L’épisode du 25 janvier pourrait conforter la thèse de la bicéphalie de la politique étrangère de l’Iran. Le Guide et les Gardiens seraient les durs, tenant d’une politique de confrontation avec tout l’Occident ; le président et son ministre seraient les modérés, tenant d’une politique d’ouverture et de conciliation. Cette bicéphalie renverrait à celle que suggère le schéma institutionnel iranien, avec une tête théocratique -le Guide, coopté par les religieux et intouchable, son Bureau et ses exécutants, les Gardiens ; et une tête républicaine issue des élections, le président de la République, élu au suffrage universel direct. On sait que cette perception est erronée : le système est apparemment dual, mais il est un. Il en va de même pour la politique étrangère : il y a moins bicéphalie que partage des tâches, aussi opaque que complexe. Au Guide, à ses conseillers et à son Bureau la détermination des grands axes de la politique étrangère ; aux Gardiens, en particulier à la Force Al-Qods et à son charismatique commandant Qassem Soleimani, la politique régionale (Irak, Syrie, Liban, Israël, Golfe) ; au président de la République et aux diplomates « classiques » la diplomatie en direction du reste du monde. La démission reprise de J.Zarif a été l’occasion de rétablir au profit du ministères des Affaires étrangères une balance qui avait tendance, depuis le retrait américain de l’accord nucléaire, à pencher fortement du côté des Gardiens. Interrogé en décembre 2018 au Forum de Doha par le journaliste du Point Armin Arefi sur cette « bicéphalité » de la diplomatie iranienne, Mohammad Javad Zarif avait botté en touche en répondant que « l’Iran ne se limite pas à une seule personne. L’Iran est chacun d’entre nous. Ce pays n’est pas une dictature pour qu’une seule personne parle en son nom.6» Au-delà de la prudence du diplomate chevronné, Zarif rendait bien compte du fonctionnement de la République islamique. Au final, dans une logique de realpolitik, tous ces acteurs sécrétés par la matrice de 1979, n’ont qu’une préoccupation : les intérêts de l’Iran comme Etat-nation, et ceux de la République islamique comme régime.

NOTES

1Armin Arefi, Le Point 26/2/2019: https://www.lepoint.fr/monde/iran-pourquoi-zarif-a-presente-sa-demission-26-02-2019-2296462_24.php

2Son compte Instagram veille cependant à présenter des images des années 1980 et 1990, sur lesquelles on le voit auprès de dirigeants historiques de la République islamique, dont le Guide Khameneï : https://www.instagram.com/jzarif_ir/

3 S’exprimant le 17 février dernier à la Conférence annuelle sur la sécurité de Munich, Mohammad Javad Zarif a, non sans raisons, jugé très faible la réponse européenne pour sauver l’accord, et très insuffisant le mécanisme de l’Instex, alors que les grandes entreprises occidentales ont rapidement déserté l’Iran pour ne pas s’exposer aux menaces américaines.

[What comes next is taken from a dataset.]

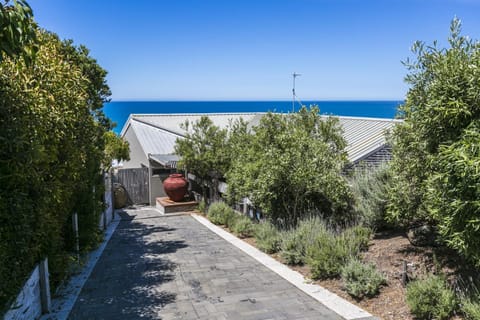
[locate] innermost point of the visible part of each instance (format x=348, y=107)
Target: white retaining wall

4 Sina Toossi, Al-Monitor, 1/3/2019: https://www.al-monitor.com/pulse/originals/2019/03/iran-zarif-resignation-hardliners-elections-jcpoa-europe.html

5 Le groupe du Front de la stabilité de la Révolution islamique, ou Front de l’endurance, dont le leader spirituel est l’ayatollah fondamentaliste Mohammad Taghi Mesbah Yazdi, est tenant d’une forme d’isolationnisme qui n’est pas sans évoquer parfois la théorie nord-coréenne du Djoutché d’il y a quelques décennies -l’autarcie totale, le refus pessimiste de toute influence extérieure, de l’Ouest comme de l’Est.